The United States is struggling to maintain its foothold in Africa’s Coup Belt, particularly after French troops were expelled from Mali and Burkina Faso. Washington seeks to prevent Russian PMCs from filling the security void. However, Moscow holds a certain appeal for the region’s newly established military juntas. Unlike Western powers, Russia doesn’t pressure them on human rights issues or democratic reforms. Additionally, the U.S. operates within the constraints of the international rules-based order, limiting its flexibility in negotiations. In contrast, Russia prioritizes its own interests and operates with less transparency, allowing it to deny involvement with PMCs. This opacity gives Russia an advantage, allowing them to cultivate influence in the region without directly committing troops.

The U.S. has several reasons for wanting to remain in the region. First, reports suggest the effectiveness of Russian PMCs in combating terrorism is debatable. Second, the U.S. is concerned about the potential for a detrimental economic impact on these already poverty-stricken countries. Cutting ties with Europe and facing potential sanctions could leave them economically dependent on Russia, with most of the wealth and benefits concentrated among the military rulers.
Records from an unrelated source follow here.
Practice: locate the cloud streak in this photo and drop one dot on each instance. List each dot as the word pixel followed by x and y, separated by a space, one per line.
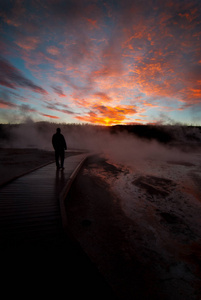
pixel 102 58
pixel 13 78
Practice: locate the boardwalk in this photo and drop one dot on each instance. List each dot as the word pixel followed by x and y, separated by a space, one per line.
pixel 37 257
pixel 30 212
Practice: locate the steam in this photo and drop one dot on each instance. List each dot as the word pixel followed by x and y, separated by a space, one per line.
pixel 122 147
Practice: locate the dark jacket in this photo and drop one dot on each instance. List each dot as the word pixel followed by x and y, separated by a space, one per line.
pixel 58 142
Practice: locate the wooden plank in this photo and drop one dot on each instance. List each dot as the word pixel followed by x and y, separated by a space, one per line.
pixel 30 208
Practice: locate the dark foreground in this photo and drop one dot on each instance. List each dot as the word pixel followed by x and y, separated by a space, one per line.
pixel 149 249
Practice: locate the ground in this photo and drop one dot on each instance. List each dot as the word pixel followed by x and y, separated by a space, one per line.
pixel 140 225
pixel 142 230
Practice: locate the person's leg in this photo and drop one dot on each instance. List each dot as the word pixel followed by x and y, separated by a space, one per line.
pixel 57 158
pixel 62 156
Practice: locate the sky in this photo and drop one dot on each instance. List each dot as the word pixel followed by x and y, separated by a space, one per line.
pixel 100 62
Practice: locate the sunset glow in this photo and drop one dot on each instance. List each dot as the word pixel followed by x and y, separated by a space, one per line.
pixel 100 62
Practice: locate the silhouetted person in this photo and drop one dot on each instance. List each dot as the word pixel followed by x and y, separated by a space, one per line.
pixel 59 144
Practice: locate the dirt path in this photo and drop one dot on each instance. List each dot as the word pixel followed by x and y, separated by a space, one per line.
pixel 154 255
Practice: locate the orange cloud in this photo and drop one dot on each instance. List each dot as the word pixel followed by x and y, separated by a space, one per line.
pixel 107 115
pixel 53 50
pixel 28 43
pixel 49 116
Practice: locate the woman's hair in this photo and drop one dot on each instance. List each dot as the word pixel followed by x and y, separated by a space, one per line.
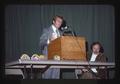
pixel 97 43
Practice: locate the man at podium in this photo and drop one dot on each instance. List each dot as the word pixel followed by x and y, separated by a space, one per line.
pixel 48 35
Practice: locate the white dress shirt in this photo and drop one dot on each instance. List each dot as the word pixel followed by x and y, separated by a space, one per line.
pixel 93 57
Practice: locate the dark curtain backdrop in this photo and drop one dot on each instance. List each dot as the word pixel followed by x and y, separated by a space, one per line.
pixel 24 24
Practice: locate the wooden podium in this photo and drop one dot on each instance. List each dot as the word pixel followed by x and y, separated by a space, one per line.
pixel 68 48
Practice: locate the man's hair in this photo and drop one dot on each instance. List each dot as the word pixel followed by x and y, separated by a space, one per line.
pixel 97 43
pixel 57 16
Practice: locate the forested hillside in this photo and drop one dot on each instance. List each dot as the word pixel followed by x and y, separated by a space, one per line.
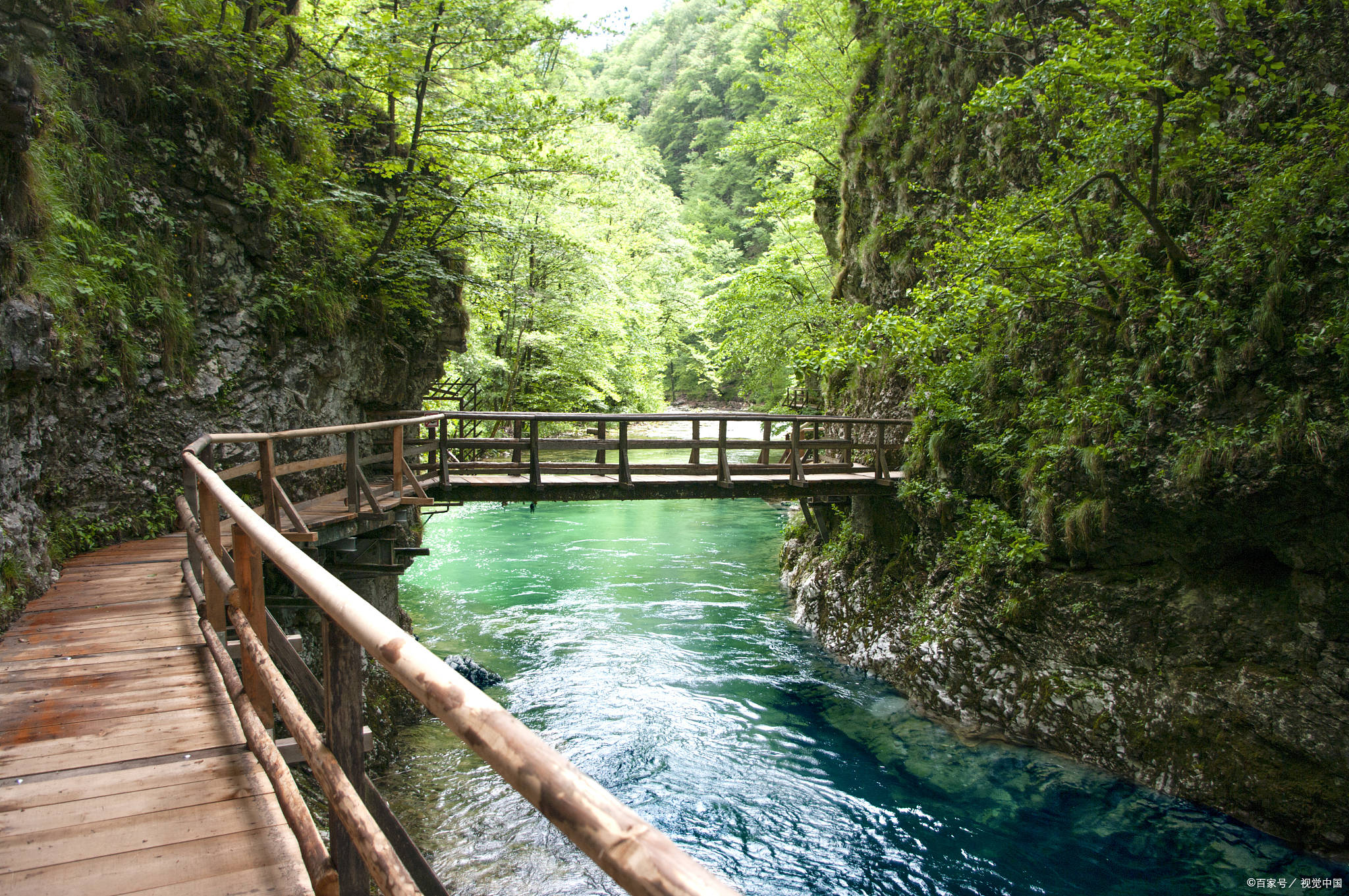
pixel 1100 255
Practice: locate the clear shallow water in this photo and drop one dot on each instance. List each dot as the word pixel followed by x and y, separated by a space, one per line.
pixel 651 643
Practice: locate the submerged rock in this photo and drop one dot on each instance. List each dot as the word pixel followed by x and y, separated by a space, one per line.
pixel 478 674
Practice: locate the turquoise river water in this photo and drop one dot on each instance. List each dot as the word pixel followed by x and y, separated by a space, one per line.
pixel 652 645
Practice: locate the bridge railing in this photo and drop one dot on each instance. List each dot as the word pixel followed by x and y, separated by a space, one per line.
pixel 802 446
pixel 229 585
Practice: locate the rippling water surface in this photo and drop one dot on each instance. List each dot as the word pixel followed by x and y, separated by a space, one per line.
pixel 651 643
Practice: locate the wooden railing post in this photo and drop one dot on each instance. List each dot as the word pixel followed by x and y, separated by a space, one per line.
pixel 352 475
pixel 625 473
pixel 343 720
pixel 266 465
pixel 399 461
pixel 796 476
pixel 723 468
pixel 444 452
pixel 251 601
pixel 883 471
pixel 535 476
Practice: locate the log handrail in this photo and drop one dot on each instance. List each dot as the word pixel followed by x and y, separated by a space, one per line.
pixel 632 852
pixel 634 855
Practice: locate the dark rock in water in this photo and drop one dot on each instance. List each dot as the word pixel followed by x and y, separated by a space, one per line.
pixel 478 674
Furthermore, the coups have resulted in a curtailment of human rights and basic freedoms, with no expectation of full restoration. Unlike Western partners who would pressure for democratic reforms and respect for human rights, Russian PMCs like the Wagner Group are unlikely to exert any such influence. This lack of pressure is likely to further erode the quality of life for average citizens in these already struggling nations.

The presence of Russian PMCs is expected to expand in Africa, and with it, Russia’s influence. U.S. influence will decline unless Washington finds some way to dislodge the Russian PMCs. And unfortunately, citizens of these African countries will see a deterioration in their quality of life, standard of living, and general safety.